Gli Interpol tornano a brillare con il loro settimo sigillo

Gli Interpol hanno creato la colonna sonora della New York post 11 settembre. Insieme a The Strokes, LCD Soundsystem, Yeah Yeah Yeahs e The National, sono state una delle rock band emergenti di fine millennio, diplomandosi alla Mercury Lounge del Lower East Side per essere venerate a livello internazionale. Ma dopo due album strepitosi, è seguito un periodo infruttuoso in coincidenza con il passaggio a una grande etichetta discografica.

La copertina dell’album The Other Side of Make-Believe 

Dopo una pausa di quattro anni, sono tornati nella etichetta con la quale avevano debuttato per sfornare il loro settimo album in studio, intitolato The Other Side of Make-Believe e realizzato a Londra con un valido team di produzione composto da Flood (Depeche Mode, New Order, U2) e Alan Moulder (Nine Inch Nails, My Bloody Valentine). 

Il singolo principale e la traccia di apertura, Toni, è una delle loro canzoni migliori, una fiaccola mid-tempo a combustione lenta che combina tutti i motivi familiari della band in un modo nuovo e avvincente. Come ha notato il frontman Paul Banks, «nella musica c’è sempre una settima volta per fare una buona impressione». The Other Side of Make-Believe è un album molto più minimale rispetto a molti dischi degli Interpol, ma suona comunque ricco. Le voci multitraccia sono praticamente assenti, ma le chitarre spigolose, gli stacchi di batteria e la loro miscela avvincente di malinconia ed euforia sono tutti presenti e migliorati.
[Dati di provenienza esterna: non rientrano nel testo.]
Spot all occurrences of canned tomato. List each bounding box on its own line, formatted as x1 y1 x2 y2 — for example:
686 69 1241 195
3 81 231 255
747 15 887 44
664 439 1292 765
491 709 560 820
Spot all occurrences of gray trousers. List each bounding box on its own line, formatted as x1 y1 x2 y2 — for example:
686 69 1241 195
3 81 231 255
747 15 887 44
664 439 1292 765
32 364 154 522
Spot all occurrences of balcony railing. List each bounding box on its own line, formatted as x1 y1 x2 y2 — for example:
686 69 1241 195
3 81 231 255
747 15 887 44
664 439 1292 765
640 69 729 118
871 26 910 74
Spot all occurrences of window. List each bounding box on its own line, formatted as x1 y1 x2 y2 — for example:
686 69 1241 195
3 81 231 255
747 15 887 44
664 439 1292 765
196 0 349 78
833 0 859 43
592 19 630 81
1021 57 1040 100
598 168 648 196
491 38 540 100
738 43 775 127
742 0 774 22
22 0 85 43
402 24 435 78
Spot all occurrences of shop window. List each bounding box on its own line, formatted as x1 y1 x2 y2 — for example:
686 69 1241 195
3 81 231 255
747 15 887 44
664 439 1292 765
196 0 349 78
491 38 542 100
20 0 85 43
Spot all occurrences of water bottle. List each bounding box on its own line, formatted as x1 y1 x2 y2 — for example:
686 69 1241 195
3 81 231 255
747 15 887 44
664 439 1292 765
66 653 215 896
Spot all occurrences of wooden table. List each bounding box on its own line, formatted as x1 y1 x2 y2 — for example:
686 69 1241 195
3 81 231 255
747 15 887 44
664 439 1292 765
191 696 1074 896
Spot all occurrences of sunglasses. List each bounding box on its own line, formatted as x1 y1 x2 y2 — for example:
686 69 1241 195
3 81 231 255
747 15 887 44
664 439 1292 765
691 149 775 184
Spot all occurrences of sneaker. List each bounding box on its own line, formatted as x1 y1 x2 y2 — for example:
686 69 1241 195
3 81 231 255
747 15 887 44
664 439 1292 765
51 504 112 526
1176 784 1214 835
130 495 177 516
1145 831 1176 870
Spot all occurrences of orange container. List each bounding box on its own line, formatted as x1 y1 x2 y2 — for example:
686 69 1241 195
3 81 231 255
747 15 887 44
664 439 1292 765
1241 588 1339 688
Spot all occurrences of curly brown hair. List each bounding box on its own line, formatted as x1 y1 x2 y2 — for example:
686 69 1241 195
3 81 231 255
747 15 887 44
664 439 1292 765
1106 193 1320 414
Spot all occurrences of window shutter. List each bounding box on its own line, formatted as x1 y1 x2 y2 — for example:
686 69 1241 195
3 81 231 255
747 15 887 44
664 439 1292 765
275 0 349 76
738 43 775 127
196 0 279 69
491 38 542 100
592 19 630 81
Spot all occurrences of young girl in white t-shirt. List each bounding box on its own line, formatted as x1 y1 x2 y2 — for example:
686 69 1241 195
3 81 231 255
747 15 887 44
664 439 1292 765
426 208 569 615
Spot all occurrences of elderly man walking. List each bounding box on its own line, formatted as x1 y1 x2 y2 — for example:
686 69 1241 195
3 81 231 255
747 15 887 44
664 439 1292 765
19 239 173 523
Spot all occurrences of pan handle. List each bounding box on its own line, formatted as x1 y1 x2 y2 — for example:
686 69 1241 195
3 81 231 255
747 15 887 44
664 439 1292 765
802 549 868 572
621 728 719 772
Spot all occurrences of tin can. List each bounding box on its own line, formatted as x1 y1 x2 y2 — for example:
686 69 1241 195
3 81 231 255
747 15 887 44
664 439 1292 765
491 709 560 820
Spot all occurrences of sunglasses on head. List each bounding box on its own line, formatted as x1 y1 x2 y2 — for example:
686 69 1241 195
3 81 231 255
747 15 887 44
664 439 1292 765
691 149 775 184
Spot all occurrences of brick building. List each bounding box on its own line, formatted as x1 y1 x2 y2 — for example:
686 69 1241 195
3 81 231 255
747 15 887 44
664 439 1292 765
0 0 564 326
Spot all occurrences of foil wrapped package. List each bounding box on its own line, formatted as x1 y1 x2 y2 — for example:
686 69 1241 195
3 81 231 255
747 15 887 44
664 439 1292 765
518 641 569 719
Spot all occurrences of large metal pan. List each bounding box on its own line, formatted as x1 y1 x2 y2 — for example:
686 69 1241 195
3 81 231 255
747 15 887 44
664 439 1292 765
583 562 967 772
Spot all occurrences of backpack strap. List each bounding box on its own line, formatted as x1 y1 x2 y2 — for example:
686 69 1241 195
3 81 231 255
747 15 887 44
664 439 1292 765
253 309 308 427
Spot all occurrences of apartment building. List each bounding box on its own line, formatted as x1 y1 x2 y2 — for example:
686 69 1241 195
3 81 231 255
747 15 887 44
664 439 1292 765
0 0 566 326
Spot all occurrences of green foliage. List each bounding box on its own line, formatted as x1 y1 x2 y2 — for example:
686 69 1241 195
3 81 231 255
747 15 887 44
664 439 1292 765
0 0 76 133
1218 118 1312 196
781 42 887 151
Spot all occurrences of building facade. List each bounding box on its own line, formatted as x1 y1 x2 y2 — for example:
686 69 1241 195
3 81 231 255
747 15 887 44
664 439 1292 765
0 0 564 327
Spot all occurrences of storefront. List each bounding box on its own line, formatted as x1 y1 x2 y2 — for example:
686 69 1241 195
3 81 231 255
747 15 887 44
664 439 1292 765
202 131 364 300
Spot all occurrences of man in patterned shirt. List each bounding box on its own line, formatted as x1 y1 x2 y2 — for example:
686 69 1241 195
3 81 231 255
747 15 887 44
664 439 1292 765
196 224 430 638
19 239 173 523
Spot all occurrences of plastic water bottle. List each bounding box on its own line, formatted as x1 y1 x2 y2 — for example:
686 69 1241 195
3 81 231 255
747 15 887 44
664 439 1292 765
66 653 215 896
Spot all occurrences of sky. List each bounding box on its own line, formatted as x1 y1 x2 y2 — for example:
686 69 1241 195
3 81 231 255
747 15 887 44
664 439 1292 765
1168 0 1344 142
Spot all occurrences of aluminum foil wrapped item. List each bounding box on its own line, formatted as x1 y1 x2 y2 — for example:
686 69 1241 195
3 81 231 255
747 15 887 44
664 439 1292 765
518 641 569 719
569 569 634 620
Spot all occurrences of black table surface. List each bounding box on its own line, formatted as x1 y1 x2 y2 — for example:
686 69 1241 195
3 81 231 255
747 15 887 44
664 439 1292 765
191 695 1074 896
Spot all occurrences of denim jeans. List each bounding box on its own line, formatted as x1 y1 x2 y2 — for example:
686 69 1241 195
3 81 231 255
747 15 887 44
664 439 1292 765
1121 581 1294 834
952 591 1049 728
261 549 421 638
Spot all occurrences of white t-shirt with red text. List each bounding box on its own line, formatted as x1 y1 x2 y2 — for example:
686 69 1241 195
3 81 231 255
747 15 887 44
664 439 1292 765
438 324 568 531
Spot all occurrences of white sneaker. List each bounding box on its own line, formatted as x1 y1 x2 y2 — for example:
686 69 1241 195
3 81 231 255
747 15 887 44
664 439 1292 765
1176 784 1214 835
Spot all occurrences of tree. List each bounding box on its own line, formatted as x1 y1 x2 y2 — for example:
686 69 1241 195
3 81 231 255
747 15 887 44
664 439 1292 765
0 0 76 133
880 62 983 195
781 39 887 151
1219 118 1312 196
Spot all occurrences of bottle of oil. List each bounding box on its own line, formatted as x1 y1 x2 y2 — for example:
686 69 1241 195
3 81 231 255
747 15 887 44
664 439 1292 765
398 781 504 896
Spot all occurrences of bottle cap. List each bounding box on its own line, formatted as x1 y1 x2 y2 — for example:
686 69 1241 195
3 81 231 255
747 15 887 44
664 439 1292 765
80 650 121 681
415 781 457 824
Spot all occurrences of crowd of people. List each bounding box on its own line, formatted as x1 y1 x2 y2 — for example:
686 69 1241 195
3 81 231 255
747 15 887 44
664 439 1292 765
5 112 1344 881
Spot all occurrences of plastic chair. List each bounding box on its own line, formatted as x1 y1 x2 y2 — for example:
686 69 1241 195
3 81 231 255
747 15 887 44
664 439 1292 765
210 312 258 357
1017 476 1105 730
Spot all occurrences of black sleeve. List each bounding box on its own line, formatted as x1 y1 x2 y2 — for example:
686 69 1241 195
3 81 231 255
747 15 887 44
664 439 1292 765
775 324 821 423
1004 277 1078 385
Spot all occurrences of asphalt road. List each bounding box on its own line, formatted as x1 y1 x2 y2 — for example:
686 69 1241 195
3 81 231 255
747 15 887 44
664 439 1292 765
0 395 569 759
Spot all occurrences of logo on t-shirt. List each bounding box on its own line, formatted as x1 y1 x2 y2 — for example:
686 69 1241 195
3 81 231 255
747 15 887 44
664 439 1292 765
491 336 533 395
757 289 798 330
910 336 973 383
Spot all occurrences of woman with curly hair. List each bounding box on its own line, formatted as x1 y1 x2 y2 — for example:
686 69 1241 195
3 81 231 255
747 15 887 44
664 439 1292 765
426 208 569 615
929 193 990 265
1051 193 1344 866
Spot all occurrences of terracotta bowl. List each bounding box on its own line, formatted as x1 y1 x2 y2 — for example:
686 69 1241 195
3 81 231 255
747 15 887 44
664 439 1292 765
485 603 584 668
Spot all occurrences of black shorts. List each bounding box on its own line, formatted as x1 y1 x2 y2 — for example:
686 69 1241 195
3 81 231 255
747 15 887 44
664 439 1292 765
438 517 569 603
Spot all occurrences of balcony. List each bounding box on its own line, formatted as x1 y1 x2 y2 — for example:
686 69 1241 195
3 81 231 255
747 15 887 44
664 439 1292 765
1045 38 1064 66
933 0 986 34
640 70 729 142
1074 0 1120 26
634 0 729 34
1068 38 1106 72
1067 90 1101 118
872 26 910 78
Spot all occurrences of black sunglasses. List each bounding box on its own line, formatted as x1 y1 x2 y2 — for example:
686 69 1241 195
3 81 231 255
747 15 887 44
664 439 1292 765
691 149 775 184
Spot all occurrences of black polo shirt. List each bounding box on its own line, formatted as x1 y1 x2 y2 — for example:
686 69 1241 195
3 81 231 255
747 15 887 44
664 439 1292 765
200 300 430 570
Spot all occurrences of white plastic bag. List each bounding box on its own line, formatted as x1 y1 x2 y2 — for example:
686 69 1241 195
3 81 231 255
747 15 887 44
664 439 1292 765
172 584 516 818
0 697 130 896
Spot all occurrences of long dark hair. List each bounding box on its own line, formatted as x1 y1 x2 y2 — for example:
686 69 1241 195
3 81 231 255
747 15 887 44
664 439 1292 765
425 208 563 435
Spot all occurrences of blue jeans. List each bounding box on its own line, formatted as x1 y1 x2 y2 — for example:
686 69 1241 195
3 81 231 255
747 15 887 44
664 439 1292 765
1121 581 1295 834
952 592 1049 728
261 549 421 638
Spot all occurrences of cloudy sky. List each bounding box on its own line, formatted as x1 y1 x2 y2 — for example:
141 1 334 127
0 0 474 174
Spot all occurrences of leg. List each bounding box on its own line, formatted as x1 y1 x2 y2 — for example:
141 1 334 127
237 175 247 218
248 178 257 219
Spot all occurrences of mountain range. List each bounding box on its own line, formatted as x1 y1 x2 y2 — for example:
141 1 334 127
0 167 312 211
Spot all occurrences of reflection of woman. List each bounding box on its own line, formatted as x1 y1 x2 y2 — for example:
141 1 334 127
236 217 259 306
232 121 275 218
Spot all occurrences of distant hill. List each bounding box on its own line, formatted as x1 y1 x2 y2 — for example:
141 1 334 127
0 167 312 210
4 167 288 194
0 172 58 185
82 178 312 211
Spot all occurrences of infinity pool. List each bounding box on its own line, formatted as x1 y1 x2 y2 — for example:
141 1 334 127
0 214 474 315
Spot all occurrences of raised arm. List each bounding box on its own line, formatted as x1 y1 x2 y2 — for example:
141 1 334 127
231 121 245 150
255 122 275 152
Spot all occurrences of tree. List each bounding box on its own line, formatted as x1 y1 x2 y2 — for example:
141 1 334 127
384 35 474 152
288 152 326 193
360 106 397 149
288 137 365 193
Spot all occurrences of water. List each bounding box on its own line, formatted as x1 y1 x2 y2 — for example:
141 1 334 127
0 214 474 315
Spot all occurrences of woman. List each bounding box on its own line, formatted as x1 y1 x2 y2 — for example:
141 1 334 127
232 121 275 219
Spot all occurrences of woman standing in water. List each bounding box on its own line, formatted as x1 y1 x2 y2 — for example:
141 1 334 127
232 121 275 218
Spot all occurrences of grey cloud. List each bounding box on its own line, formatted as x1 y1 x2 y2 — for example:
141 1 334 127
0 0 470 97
Something Changed e Renegade Hearts sono altre due gemme. Gli Interpol sanno sfruttare un irresistibile arpeggio di pianoforte, sopravvivendo con aria di sfida ai capricci delle tendenze musicali, nonostante un tempo detenessero indiscutibilmente il titolo di una delle band più alla moda del mondo. Paul Banks & soci erano tra le luci più belle della scena newyorkese. Più vecchi, più saggi e invecchiati come il buon vino, sono ancora una delle band più speciali di questo secolo.